I nodded. "I am. I really am." Admitting it to myself felt freeing and overwhelming at the same time. As if I unleashed something inside me that I had no control over. My breathing was fast and I felt lightheaded. I smiled, wider than I ever had before. The werewolf Patronus smiled too, before vanishing.
Feeling a lot better I started on my way back to the Great Hall, where the Transfiguration N.E.W.T was held. Students were rushing past me on the way to other exams or lessons. Outside the Great Hall all the seventh years were waiting for the room to be ready. I saw Tia standing there, reading through her notes.

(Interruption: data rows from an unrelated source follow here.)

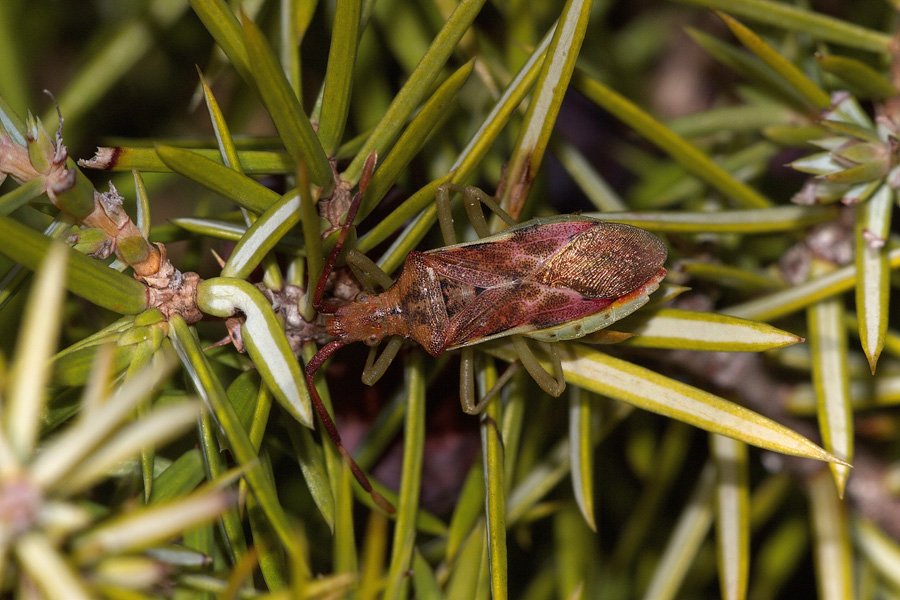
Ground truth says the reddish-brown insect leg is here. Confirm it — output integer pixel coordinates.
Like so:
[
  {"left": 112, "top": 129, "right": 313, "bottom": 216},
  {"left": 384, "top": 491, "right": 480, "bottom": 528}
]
[
  {"left": 306, "top": 340, "right": 395, "bottom": 514},
  {"left": 313, "top": 152, "right": 376, "bottom": 313}
]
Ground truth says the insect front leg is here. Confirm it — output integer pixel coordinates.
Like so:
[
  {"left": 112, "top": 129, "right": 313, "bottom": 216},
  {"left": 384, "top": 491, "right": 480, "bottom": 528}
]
[{"left": 435, "top": 183, "right": 516, "bottom": 246}]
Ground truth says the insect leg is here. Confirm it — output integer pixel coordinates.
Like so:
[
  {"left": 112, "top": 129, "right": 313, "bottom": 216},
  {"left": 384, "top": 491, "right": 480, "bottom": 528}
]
[
  {"left": 306, "top": 340, "right": 395, "bottom": 514},
  {"left": 434, "top": 183, "right": 458, "bottom": 246},
  {"left": 347, "top": 250, "right": 394, "bottom": 291},
  {"left": 510, "top": 335, "right": 566, "bottom": 396},
  {"left": 347, "top": 250, "right": 403, "bottom": 385},
  {"left": 362, "top": 335, "right": 403, "bottom": 385},
  {"left": 459, "top": 347, "right": 522, "bottom": 415}
]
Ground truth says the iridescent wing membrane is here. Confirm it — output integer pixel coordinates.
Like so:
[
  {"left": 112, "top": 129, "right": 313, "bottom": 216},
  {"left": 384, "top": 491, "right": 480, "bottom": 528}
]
[{"left": 422, "top": 216, "right": 666, "bottom": 350}]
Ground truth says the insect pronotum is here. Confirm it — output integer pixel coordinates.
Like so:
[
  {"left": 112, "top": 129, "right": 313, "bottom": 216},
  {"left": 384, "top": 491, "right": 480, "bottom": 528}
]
[{"left": 306, "top": 186, "right": 666, "bottom": 508}]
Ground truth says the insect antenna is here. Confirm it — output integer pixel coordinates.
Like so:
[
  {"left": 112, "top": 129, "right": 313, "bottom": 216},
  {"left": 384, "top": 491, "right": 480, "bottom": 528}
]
[
  {"left": 306, "top": 153, "right": 396, "bottom": 514},
  {"left": 306, "top": 340, "right": 396, "bottom": 514}
]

Immediately my bright mood vanished. Tia's narrow-mindedness put her in a whole new light. I wasn't sure what this meant for our relationship.
She looked up, saw me approaching. But I found that I didn't want to talk to her now, I didn't want to try to figure her out. So I steered away, not being subtle about it at all. There was a hurt and confused look in her face. I couldn't worry about her. We had been friends for ages, so if it was real, our friendship could handle this bump in the road. Now I had other things to focus on.
Like the fact that the doors to the Great Hall opened and we were let in to sit our theoretical Transfiguration N.E.W.T.